You know that these things are ever evolving. In the 1980's you could change all sorts of chips and boards in a PC. The Controllers were separate. ben now the system architectures are head towards Systems on a chip resulting in much fast systems that will last longer, but ironically will become obsolete anyway.
It wasn't long ago that WiFI, Bluetooth, Sound, Hard drive controllers, Ethernet were all removable and now they soldered to the motherboard.
It's partly down to efficiency. It's very true that to achieve the best Speeds, Interconnects should be removed. DIMMs do slow things down and can cause problems. Most of the time when a DIMM fails it's due to heat generated at the gold connectors burning out.
I do agree it's a shame they are not expandable, but the way I see it I have the first macbook air 2008 and still runs like new still with 4gb ram and I've just installed Yosemite and it's fine.
The most Ram Hungry App I know is After effects and with 16gb in a mini you have 4gb per virtual Proc which is way more that the recommend 2gb.
Sure, but all of those parts are still removable on most high end systems.
If the argument was about consumer systems becoming more integrated sure, that makes sense and that's where things have been heading since the 1990s with the iMac Bondi Blue.

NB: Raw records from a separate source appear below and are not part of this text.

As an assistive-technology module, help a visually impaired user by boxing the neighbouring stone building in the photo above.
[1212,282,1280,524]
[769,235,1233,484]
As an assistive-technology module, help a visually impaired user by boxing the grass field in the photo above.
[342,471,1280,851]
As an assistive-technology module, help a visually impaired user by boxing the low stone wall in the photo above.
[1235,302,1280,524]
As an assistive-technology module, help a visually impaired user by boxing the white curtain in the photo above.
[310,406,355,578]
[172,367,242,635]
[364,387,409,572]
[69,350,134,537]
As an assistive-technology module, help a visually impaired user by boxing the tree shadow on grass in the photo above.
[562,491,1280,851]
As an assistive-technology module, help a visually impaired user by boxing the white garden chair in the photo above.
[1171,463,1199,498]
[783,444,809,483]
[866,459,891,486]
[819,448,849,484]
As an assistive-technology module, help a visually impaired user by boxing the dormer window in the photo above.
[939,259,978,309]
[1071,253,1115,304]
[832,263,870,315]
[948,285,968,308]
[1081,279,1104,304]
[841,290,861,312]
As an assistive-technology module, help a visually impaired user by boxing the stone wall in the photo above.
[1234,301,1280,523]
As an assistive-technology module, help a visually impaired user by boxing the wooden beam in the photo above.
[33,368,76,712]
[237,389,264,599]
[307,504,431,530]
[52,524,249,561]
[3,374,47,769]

But the original statement was that NO system was going to have removable parts, which is gibberish. The cloud computing that we rely on more than we do our RAM allotment runs on 24/7 running machines that have hot swappable parts all the way up to the mobo. These infrastructures won't tolerate the idea of turning off a machine and throwing it in the trash.

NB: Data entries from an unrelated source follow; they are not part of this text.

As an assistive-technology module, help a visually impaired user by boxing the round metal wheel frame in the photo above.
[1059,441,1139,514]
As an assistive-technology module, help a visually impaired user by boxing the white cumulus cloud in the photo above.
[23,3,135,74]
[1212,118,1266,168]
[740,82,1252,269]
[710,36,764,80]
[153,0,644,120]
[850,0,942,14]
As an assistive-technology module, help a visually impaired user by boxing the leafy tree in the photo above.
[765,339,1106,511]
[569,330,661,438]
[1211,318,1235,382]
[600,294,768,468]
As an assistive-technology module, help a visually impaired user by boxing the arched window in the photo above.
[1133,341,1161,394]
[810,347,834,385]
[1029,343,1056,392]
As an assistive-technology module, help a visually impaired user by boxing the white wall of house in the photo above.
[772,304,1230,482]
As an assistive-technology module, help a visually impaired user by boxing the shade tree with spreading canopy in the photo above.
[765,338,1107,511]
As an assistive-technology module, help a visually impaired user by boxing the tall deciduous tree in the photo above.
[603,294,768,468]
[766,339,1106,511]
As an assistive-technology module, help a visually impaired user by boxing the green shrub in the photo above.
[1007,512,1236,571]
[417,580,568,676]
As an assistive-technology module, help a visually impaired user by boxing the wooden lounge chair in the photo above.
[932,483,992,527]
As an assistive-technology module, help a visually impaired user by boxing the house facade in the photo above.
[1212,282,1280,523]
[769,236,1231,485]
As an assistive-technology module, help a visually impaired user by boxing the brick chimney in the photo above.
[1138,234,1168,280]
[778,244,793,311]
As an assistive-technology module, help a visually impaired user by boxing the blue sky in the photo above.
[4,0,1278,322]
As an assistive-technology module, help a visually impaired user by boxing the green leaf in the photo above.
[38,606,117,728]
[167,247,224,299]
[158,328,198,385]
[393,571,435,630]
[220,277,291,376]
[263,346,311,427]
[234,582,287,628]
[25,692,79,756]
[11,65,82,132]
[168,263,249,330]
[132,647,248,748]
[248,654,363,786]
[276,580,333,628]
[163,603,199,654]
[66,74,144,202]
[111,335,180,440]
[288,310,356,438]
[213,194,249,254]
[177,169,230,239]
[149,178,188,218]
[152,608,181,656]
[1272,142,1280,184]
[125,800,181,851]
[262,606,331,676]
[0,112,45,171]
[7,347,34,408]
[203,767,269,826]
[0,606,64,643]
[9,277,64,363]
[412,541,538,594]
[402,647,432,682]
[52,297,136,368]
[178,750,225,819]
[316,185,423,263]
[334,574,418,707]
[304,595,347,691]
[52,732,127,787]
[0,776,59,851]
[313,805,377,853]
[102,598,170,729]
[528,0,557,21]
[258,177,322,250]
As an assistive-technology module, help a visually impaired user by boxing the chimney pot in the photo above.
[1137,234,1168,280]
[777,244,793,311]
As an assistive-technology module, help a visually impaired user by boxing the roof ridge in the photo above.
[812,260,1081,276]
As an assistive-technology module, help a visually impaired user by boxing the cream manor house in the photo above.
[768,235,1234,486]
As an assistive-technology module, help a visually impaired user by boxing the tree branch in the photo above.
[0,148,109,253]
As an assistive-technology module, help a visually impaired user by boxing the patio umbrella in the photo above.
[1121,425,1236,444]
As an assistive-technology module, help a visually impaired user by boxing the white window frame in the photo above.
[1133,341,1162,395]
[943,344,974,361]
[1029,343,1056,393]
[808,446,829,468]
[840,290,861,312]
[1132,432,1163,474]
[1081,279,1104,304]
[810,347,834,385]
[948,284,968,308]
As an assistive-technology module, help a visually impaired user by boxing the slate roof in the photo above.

Then you have the mid tier systems used in many content creation sectors that also need the 24/7 reliability found in systems that can remain running while a HDD, RAM, Mobo, Ethernet, etc is removed for repair or integration. Those systems usually need multiple configurations and PCI cards hooked into different pieces of hardware for redundancy and connectivity. Avid ISIS based systems need faster NIC cards that are compatible with Avid hardware and maybe even FIBRE channel that's preferably NOT external and taking up valuable rack space.
In the end, it's okay to assume that the future of computing is going to based in novelty systems . . . .that's fine and has been talked about for longer than most users on these forums have been alive.

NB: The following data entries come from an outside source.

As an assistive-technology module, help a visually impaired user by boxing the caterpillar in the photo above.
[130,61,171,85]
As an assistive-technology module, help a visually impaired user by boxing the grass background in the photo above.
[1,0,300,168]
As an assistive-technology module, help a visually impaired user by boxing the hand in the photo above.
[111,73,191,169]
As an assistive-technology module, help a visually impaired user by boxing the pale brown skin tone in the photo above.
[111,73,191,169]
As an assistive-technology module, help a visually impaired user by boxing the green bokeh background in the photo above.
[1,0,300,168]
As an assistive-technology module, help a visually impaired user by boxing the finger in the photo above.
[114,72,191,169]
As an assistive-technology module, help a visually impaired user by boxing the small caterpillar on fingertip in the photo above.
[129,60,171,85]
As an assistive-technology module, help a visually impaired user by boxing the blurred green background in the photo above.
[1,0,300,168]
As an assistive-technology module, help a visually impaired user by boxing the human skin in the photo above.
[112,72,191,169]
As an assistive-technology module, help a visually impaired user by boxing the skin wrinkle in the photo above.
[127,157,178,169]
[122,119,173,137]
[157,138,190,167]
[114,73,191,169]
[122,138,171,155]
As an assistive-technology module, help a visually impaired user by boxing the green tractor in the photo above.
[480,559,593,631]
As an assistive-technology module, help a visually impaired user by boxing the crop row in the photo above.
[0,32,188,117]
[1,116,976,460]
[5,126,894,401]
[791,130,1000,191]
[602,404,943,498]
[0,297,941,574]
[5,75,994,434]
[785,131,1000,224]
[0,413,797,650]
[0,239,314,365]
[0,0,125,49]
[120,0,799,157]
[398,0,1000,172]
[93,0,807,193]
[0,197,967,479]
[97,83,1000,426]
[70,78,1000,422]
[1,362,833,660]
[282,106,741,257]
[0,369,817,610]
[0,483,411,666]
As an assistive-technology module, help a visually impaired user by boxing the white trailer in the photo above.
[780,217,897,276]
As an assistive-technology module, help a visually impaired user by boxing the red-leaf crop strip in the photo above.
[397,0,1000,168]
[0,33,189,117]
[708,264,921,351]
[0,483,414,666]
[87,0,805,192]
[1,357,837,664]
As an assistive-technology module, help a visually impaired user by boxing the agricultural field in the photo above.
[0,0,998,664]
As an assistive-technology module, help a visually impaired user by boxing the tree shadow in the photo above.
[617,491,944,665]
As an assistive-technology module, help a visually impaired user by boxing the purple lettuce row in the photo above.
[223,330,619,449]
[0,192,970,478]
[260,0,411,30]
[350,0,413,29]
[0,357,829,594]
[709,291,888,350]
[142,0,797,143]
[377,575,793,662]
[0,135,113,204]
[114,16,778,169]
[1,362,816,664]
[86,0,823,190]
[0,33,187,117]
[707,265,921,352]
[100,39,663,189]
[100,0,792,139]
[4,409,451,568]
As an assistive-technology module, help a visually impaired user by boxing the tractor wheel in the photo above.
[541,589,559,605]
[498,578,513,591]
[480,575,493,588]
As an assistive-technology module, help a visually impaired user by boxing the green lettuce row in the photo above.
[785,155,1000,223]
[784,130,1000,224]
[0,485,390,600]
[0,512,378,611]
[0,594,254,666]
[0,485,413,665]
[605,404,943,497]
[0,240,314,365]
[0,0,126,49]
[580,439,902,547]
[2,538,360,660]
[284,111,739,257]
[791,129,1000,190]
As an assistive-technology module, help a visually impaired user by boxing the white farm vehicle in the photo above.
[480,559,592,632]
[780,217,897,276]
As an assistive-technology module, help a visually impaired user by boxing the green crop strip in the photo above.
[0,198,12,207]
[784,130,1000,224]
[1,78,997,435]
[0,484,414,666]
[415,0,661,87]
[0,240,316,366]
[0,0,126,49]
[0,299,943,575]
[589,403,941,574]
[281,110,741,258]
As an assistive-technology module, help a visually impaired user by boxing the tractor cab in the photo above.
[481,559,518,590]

But to say that everyone in every industry across the board should be fine with 16GBs of RAM total is absurb.
Lastly, even After Effects is a mid tier piece of software. Running it alone might only require up to 4GB of RAM on the Mac, but on PC based systems it can use up to 8GBs and that's normal for some deeply layered comps.
Then there's software like Avid Media Composer which uses more system resources than most can imagine. It's wicked fast, and even faster when running the ISIS clients and connecting over networked shared storage and some of the freelancers I work with have MC running along with After Effects, Photoshop, and maybe a Sorenson Squeeze encode running, all of which are RAM heavy apps.
Again, that's not to say that the Mini would be used in that environment, just that soldered RAM is perfect for consumer systems, but it's not the best solution for all systems across all industries.